A love letter to… Jack Donaghy
Jack Donaghy: Lemmon, I’m impressed! You’re beginning to think like a businessman
Liz Lemmon: A Business “Woman”
Jack Donaghy: I don’t think that’s a word
Dearest Jack (or as Don Geiss likes to say Jacky-Boy),
I am writing this letter not to testify how you’ve helped make “30 Rock” one of the best shows on TV; that goes without saying. No, this letter is written to admire, and bat my eyelashes lovingly towards, the unadulterated determination that has made you an American icon. Your name will be as well known as Ronald McDonald’s, Abraham Lincoln’s, George Washington’s and Lebron James’s names combined. Your unshakeable resolve to rise to the top of GE has defined what it means to be a true American.
Before we admire your willpower, lets gawk at your sensitive side. Your affairs with Condoleezza Rice, Maureen Dowd, Katie Couric and (possibly) Martha Stewart are momentous. These women are more powerful than most third world countries. A normal man would quiver at the prospect of having an affair with one of them, but you, Jack Donaghy, are so certain of your romantic skills that you view these queens of the universe like a frat-boy views a prefrosh.
Jack, your romantic abilities are so beyond the scope of mere mortals that you can callously dismiss the possibility of a relationship with Liz Lemmon. Liz is a producer of a hit TV series, and is incredibly shapely. Anyone that can dismiss a hot television producer has more machismo than an Ernest Hemingway novel.
“Work gets me off.” You have said this many times, and I think it sums up some of your best qualities. It demonstrates your dedication and love toward your career. Your unfettered desire to rise to the top is what makes you stand out from the crowd. Even when you were demoted to working in the mailroom, you were not discouraged. In one of the greatest rags-to-riches stories this side of the Beverly Hillbillies, you were able to ascend from working in the mailroom to becoming the CEO of NBC in one day. If that work doesn’t get you off, I don’t know what does.

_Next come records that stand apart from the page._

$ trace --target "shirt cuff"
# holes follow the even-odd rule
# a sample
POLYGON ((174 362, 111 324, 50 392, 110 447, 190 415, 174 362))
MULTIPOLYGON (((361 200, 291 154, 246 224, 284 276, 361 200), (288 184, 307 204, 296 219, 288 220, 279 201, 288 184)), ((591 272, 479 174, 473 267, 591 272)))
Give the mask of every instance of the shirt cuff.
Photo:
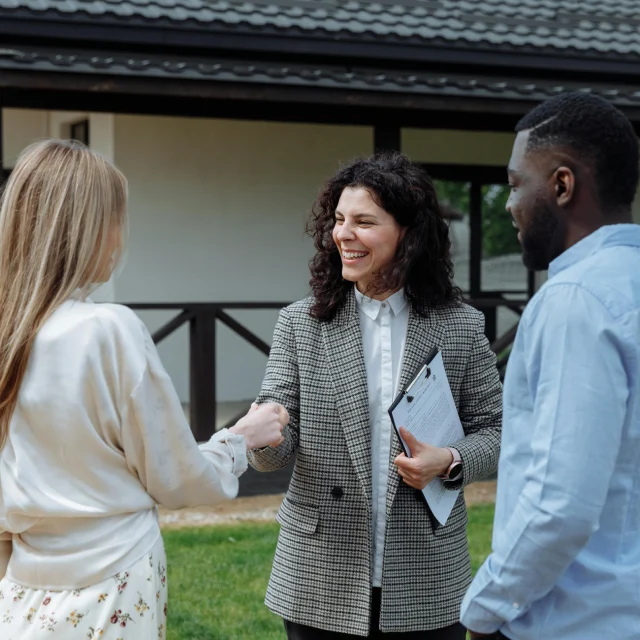
POLYGON ((233 461, 231 472, 236 478, 239 478, 247 470, 249 461, 247 460, 247 444, 243 435, 232 433, 229 429, 220 429, 213 434, 209 442, 219 442, 227 446, 233 461))
POLYGON ((467 629, 478 633, 499 631, 526 611, 522 603, 514 602, 509 595, 493 580, 489 556, 462 601, 460 621, 467 629))

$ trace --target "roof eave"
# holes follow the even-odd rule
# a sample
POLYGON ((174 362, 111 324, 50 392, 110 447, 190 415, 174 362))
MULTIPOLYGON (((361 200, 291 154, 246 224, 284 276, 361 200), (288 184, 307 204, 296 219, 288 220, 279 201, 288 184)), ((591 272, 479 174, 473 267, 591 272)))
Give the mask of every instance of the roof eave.
POLYGON ((408 65, 449 65, 494 69, 508 73, 522 72, 577 73, 585 75, 638 77, 640 56, 595 56, 578 50, 487 45, 472 46, 446 41, 403 41, 400 38, 355 38, 353 35, 322 30, 304 32, 294 29, 255 29, 225 24, 202 24, 192 21, 176 27, 171 21, 149 22, 142 19, 95 20, 54 12, 38 14, 0 10, 0 40, 37 41, 43 38, 61 46, 92 42, 114 48, 136 46, 139 49, 168 48, 175 51, 263 53, 272 56, 308 56, 327 60, 352 60, 354 63, 408 65))

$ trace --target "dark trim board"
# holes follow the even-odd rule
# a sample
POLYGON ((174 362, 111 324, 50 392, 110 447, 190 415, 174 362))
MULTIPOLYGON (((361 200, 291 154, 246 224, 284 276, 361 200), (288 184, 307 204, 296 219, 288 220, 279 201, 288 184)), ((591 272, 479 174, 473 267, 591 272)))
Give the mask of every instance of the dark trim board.
MULTIPOLYGON (((183 95, 179 92, 177 95, 163 95, 154 91, 153 83, 147 92, 144 82, 134 82, 133 87, 110 78, 98 81, 95 77, 86 83, 64 82, 62 78, 50 77, 41 83, 35 78, 14 82, 13 73, 0 69, 0 93, 5 108, 369 127, 385 122, 401 128, 512 133, 518 120, 533 106, 531 103, 521 104, 518 112, 509 113, 499 111, 504 105, 495 104, 496 111, 492 112, 490 105, 482 105, 483 110, 480 110, 481 105, 478 104, 476 108, 479 110, 471 113, 456 110, 460 106, 456 101, 447 104, 445 99, 433 99, 416 104, 398 96, 398 106, 376 107, 359 104, 351 100, 348 93, 342 104, 326 104, 322 95, 303 95, 301 91, 294 98, 290 92, 279 92, 274 87, 247 91, 240 85, 229 88, 226 96, 224 91, 209 88, 198 92, 186 86, 183 95), (317 100, 314 101, 314 97, 317 100)), ((335 95, 337 92, 318 90, 318 93, 333 94, 334 100, 338 97, 335 95)), ((469 109, 472 101, 465 102, 464 106, 469 109)), ((640 135, 640 108, 625 110, 625 113, 640 135)))
POLYGON ((435 180, 479 182, 480 184, 507 183, 507 168, 498 165, 422 163, 422 166, 435 180))
MULTIPOLYGON (((86 85, 65 83, 62 79, 60 82, 47 80, 40 86, 29 82, 28 86, 16 88, 11 86, 6 74, 0 71, 0 88, 3 84, 6 87, 2 89, 3 106, 11 108, 371 127, 382 121, 405 128, 466 131, 513 131, 521 117, 520 113, 491 113, 488 108, 468 117, 468 113, 457 112, 455 105, 447 106, 445 100, 406 104, 409 101, 398 98, 389 101, 397 106, 376 107, 361 101, 362 96, 345 95, 341 104, 331 104, 325 99, 335 102, 340 97, 337 92, 318 90, 317 93, 306 94, 303 91, 279 91, 273 87, 248 91, 241 85, 220 88, 223 89, 220 91, 209 87, 203 92, 190 92, 193 87, 184 86, 182 95, 145 92, 144 83, 136 83, 136 90, 132 92, 132 87, 122 86, 108 78, 102 82, 96 82, 94 78, 94 82, 86 85), (405 108, 402 108, 403 102, 405 108)), ((466 102, 468 108, 469 101, 466 102)))

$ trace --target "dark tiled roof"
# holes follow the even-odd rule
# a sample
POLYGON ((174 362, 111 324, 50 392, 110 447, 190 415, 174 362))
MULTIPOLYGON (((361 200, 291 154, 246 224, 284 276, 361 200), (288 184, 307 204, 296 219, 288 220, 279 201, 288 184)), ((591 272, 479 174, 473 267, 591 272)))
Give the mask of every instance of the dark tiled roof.
POLYGON ((247 62, 229 59, 113 54, 45 48, 0 48, 0 70, 22 69, 91 75, 242 82, 296 87, 348 88, 363 92, 539 101, 565 91, 601 95, 620 107, 640 106, 640 86, 523 80, 517 77, 438 74, 329 65, 247 62))
POLYGON ((640 56, 639 0, 0 0, 100 20, 282 30, 348 39, 640 56))

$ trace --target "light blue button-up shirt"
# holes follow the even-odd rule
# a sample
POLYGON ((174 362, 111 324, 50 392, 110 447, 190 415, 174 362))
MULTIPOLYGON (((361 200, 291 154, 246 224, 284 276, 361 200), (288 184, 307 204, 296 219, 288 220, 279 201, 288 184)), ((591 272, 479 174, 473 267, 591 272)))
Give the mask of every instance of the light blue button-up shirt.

Your love for GE knows no bounds, and that, my friend, defines both masculinity and patriotism in my book. When GE is about to be tanked by Kathy Geiss, a mentally challenged proxy-CEO, you are willing to try to seduce her to save the company. Even though you never get naughty with her, you were willing, if it would save GE. Only a truly dedicated (or deranged) man would be willing to seduce a woman who wears Dora-the-Explorer underwear and makes her men wear strawberry lip-gloss.
Now I must end my heartfelt letter to you, Jack Donaghy, a man who, “goes to Sbarro’s when he’s angry, the New York Stock Exchange when he’s horny and Christies when he’s depressed.” A man who, in many ways, defines what we all want to be: successful, brash and so cocksure that he makes Nigel Tufnel of Spinal Tap seem modest. Let us all raise our glasses to a true American man. Cheers to you Jack Donaghy!